Muslim women take part in a protest outside the Court of Appeal. Picture: Vincent Thian/AP

Muslim women take part in a protest outside the Court of Appeal. Picture: Vincent Thian/AP

  • by EILEEN NG in KUALA LUMPUR
 

Malaysia’s top court has ruled that non-Muslims cannot use the word “Allah” to refer to God, delivering the final word on a contentious debate that has reinforced complaints that religious minorities are treated unfairly in the country, where the majority of people are Muslims.

In a 4-3 judgment, the Federal Court rejected a challenge by the Roman Catholic Church and upheld a government ban.

Most Christians in Malaysia worship in English, Tamil or Chinese dialects, and refer to God in those languages. But some Malay-speaking people on Borneo island have no other word for God but “Allah”, a Malay word derived from Arabic. The Church had argued that the ban failed to consider the rights of all minorities.

The lengthy court cases, which began in 2009, also raised the question whether the freedom of religion guaranteed by the country’s constitution is real.

The Rev Lawrence Andrew, editor of Catholic newspaper The Herald, which is at the centre of the controversy, said: “We are disappointed. The four judges who denied us the right to appeal did not touch on fundamental basic rights of minorities.

“It will confine the freedom of worship. We [Christians] are a minority in this country, and when our rights are curtailed, people feel it.”

The court ruled that the Church had no grounds to appeal against last year’s lower court decision, which banned the use of “Allah” in the Malay-language weekly. The Catholic Church may ask the court to review the decision, Mr Andrew said.

The government says “Allah” should be reserved exclusively for Muslims, who make up nearly two-thirds of the country’s 29 million people.

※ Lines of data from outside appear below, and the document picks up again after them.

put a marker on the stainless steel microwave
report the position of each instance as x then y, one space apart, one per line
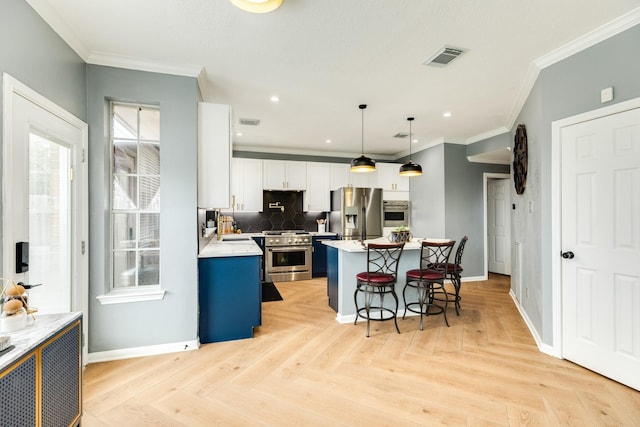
395 213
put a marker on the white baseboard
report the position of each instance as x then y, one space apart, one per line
152 350
544 348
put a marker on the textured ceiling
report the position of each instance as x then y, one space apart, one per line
324 57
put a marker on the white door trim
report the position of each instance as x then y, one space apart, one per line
11 89
556 214
485 182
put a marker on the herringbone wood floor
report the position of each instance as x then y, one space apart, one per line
304 369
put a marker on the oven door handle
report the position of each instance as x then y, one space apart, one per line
289 249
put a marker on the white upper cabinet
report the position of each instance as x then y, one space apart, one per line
246 184
214 155
317 196
284 175
389 178
364 179
339 175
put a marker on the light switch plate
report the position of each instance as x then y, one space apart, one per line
606 95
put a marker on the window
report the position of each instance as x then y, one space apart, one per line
135 196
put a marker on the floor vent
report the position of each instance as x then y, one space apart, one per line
444 56
250 122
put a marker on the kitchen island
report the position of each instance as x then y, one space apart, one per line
41 376
346 258
229 289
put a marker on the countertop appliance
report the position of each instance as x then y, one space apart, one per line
356 213
288 255
395 213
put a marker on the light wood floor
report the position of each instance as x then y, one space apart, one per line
304 369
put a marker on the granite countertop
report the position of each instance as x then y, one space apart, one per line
28 338
356 245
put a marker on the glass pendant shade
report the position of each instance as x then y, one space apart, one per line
363 163
410 168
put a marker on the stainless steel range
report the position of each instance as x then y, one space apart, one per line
287 255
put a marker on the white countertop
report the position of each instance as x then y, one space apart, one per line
241 244
43 327
356 245
231 248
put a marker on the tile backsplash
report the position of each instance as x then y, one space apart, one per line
282 210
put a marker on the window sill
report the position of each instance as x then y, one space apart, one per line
121 296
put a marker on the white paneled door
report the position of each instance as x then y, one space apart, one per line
498 226
44 200
601 245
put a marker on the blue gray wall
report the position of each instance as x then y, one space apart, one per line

If other religions use the term, that could confuse Muslims and lead them to convert away from Islam, it claims.

Christian leaders argue that the ban is unreasonable because Christians who speak the Malay language have long used the word in their Bibles, prayers and songs. Christians make up about 9 per cent of the population. The ban appears to apply mostly to published materials, not spoken words – newspapers using the term would lose their licence. Imported Malay-language Bibles containing the term have already been blocked.

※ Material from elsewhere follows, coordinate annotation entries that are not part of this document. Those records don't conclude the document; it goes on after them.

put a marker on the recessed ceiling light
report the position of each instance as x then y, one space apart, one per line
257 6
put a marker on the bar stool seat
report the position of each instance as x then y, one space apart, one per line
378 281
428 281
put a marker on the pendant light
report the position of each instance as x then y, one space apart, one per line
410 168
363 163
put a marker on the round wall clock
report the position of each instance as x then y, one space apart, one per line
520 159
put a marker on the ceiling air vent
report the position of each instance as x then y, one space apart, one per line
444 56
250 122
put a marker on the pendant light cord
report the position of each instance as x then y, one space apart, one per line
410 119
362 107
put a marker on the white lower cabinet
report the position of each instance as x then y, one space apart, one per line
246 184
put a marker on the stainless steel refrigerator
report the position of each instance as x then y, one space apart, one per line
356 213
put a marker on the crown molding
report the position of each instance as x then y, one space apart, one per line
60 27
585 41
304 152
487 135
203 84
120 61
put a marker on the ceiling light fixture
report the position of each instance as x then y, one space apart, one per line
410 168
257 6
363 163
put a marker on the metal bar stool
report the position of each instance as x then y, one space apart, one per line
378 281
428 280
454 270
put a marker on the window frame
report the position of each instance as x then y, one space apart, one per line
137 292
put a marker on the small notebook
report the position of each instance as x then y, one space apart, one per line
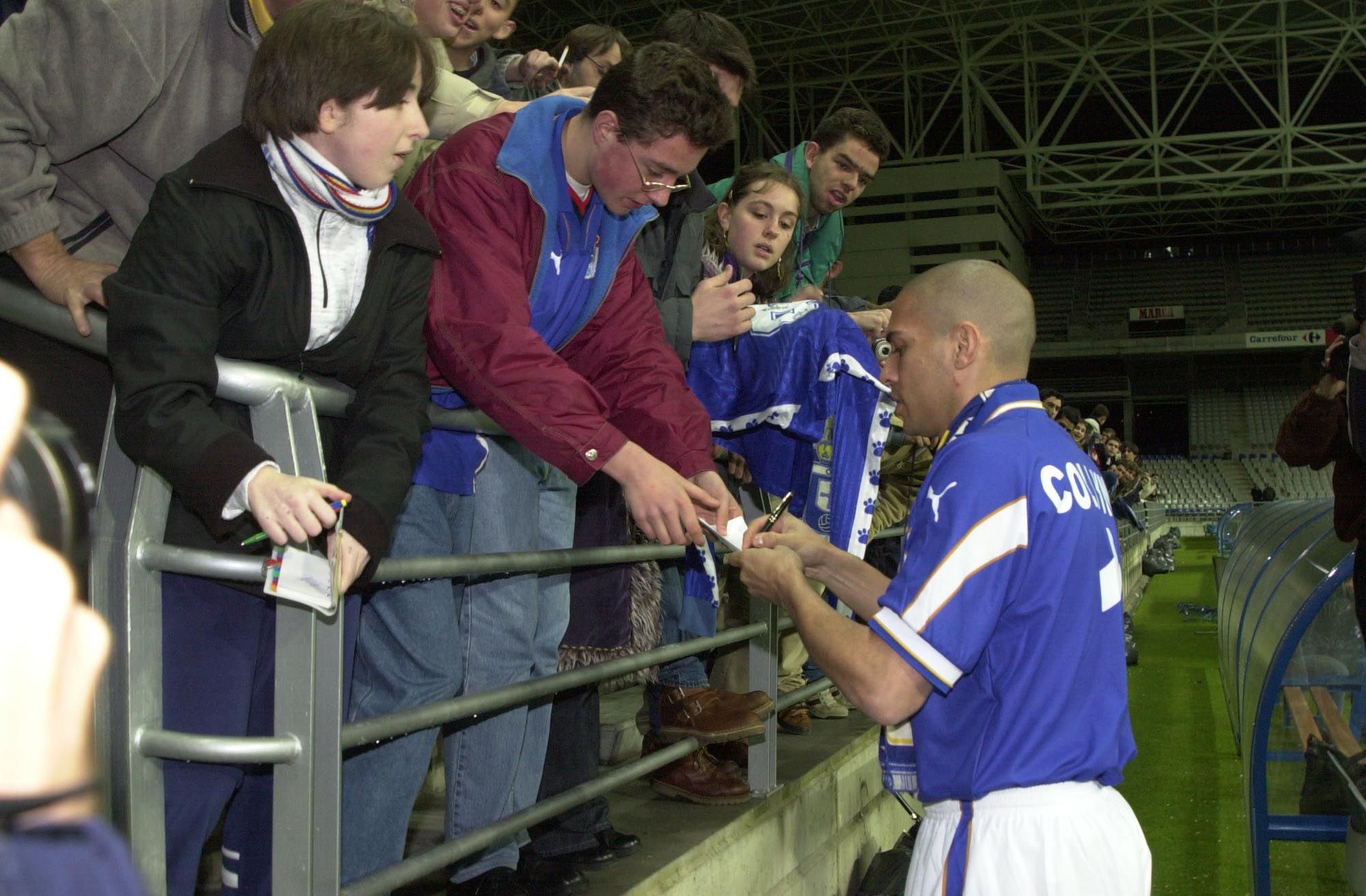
307 578
734 535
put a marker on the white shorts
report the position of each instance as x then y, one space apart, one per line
1051 841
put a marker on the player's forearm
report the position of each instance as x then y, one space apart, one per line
856 583
857 660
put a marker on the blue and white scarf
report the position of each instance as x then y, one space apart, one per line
800 400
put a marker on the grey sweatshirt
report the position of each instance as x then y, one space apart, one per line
99 99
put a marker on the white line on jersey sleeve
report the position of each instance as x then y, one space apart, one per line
998 535
917 648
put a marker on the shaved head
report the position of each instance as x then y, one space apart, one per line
987 296
956 331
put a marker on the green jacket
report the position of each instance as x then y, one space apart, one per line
818 248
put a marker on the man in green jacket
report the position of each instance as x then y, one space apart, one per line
835 167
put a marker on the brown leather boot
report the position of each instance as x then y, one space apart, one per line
733 756
757 703
700 712
796 720
697 779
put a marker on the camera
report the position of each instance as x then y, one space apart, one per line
55 487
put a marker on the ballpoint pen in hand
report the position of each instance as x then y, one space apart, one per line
778 512
262 536
561 66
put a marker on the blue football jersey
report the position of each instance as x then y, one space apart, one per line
1010 603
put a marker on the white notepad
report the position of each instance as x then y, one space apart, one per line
734 536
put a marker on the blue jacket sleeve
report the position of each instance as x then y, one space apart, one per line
85 858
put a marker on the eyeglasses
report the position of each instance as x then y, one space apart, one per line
651 186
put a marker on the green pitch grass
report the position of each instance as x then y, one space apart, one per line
1186 785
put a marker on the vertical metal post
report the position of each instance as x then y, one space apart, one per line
132 507
308 688
764 662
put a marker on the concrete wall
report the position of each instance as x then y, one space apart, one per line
813 838
917 216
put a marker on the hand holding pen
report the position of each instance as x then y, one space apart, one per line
293 509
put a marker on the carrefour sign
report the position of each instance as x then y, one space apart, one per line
1287 339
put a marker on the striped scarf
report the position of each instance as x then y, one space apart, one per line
322 184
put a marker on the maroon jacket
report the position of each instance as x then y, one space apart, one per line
617 380
1315 435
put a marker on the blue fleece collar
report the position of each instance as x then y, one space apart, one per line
528 147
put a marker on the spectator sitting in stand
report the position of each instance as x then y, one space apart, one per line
1053 400
1315 435
835 167
333 103
604 615
99 102
589 53
539 316
469 51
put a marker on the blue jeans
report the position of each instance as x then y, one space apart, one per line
510 632
685 671
432 640
408 655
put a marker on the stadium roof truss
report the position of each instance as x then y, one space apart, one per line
1117 121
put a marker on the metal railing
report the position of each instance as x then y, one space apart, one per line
128 555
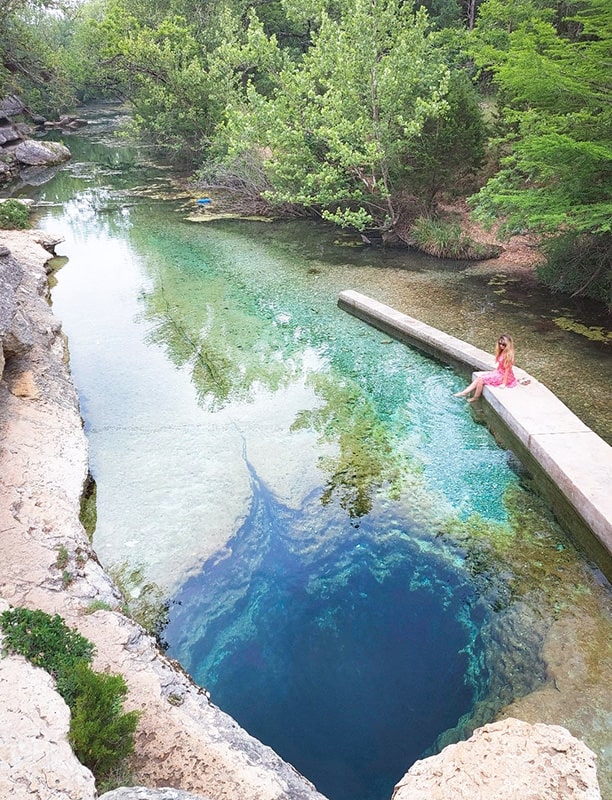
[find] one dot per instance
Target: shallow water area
(357, 572)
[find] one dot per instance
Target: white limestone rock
(506, 760)
(142, 793)
(36, 760)
(35, 153)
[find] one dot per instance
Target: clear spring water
(336, 534)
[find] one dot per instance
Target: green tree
(555, 173)
(337, 130)
(30, 64)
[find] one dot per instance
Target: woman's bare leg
(478, 390)
(468, 389)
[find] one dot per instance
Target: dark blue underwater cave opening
(350, 663)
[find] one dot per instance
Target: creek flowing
(347, 555)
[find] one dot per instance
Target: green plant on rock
(46, 642)
(144, 600)
(443, 239)
(101, 734)
(14, 215)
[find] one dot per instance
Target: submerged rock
(506, 760)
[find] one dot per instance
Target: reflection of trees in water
(366, 459)
(227, 353)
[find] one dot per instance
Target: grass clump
(101, 734)
(14, 215)
(444, 239)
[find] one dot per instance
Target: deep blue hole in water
(349, 661)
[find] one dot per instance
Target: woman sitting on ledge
(502, 375)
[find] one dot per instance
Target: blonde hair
(508, 350)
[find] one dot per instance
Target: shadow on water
(347, 656)
(376, 578)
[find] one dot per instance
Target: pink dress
(496, 378)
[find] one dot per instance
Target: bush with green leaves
(102, 735)
(14, 215)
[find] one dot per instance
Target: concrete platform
(547, 436)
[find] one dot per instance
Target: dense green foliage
(101, 734)
(14, 215)
(365, 112)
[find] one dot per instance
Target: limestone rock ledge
(183, 740)
(36, 760)
(142, 793)
(507, 760)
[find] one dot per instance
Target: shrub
(14, 214)
(46, 642)
(579, 265)
(101, 734)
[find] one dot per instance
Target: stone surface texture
(142, 793)
(182, 740)
(36, 759)
(576, 459)
(35, 154)
(507, 760)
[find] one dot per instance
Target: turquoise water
(341, 544)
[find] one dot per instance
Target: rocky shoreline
(183, 740)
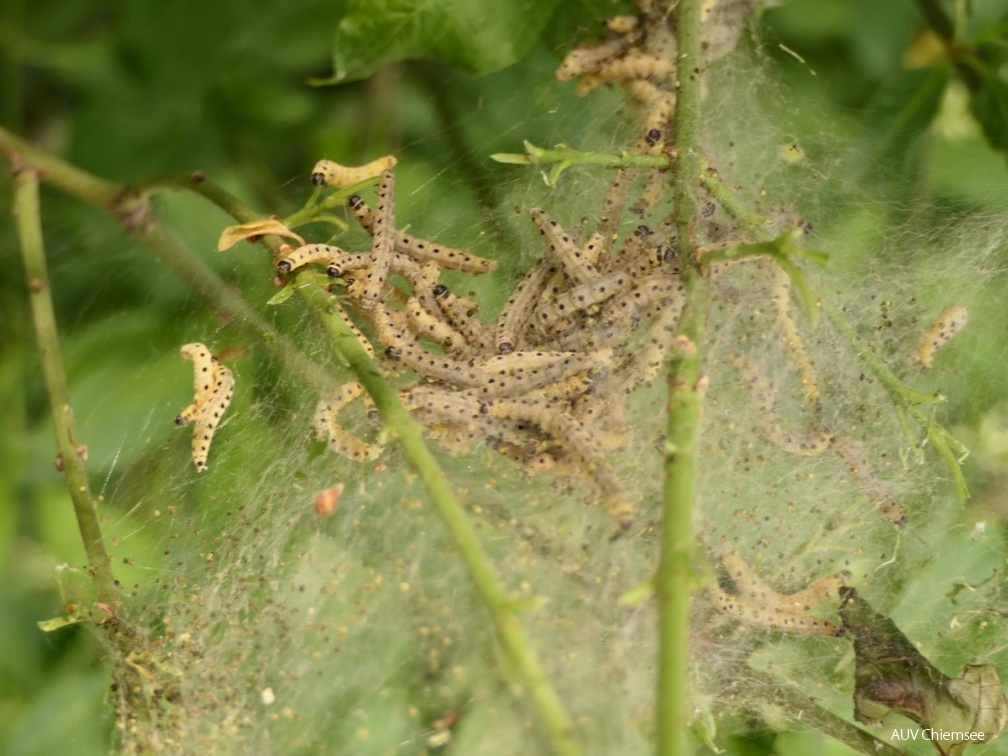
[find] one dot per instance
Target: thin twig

However, it is not clear what the punishment would be for violating the ban.

Phil Robertson, a spokesman for Human Rights Watch, said: “This is a sad state of affairs that shows how far and fast religious tolerance is falling in Malaysia.

“The Malaysian government should be working to promote freedom of religion rather politically exploiting religious wedge issues.”

The controversy has provoked violence in Malaysia.

Anger over a lower court ruling against the ban in 2009 led to a string of arson attacks and vandalism at churches and other places of worship. A 2013 judgment by the Court of Appeals reversed that decision, prompting the Catholic church to ask the Federal Court to overturn it.

An umbrella group of Catholic, Protestant and Orthodox churches in Malaysia said Christians will continue to use the word “Allah” in their Bibles and worship, saying the court ruling was only confined to the specific Catholic newspaper.

The Rev Eu Hong Seng, chairman of the Christian Federation of Malaysia, said: “We maintain that the Christian community continues to have the right to use the word ‘Allah’ in our Bibles, church services and Christian gatherings.”

Defence minister Hishammuddin Hussein said: “This is an emotional issue that can affect the country’s [racial] harmony. We must handle it with wisdom. The court has made a decision, so let’s accept it.”

Some experts believe the issue is an attempt by prime minister Najib Razak’s ruling Malay party to strengthen its conservative Muslim voter base as government policies have made Islam and Malay identity inseparable.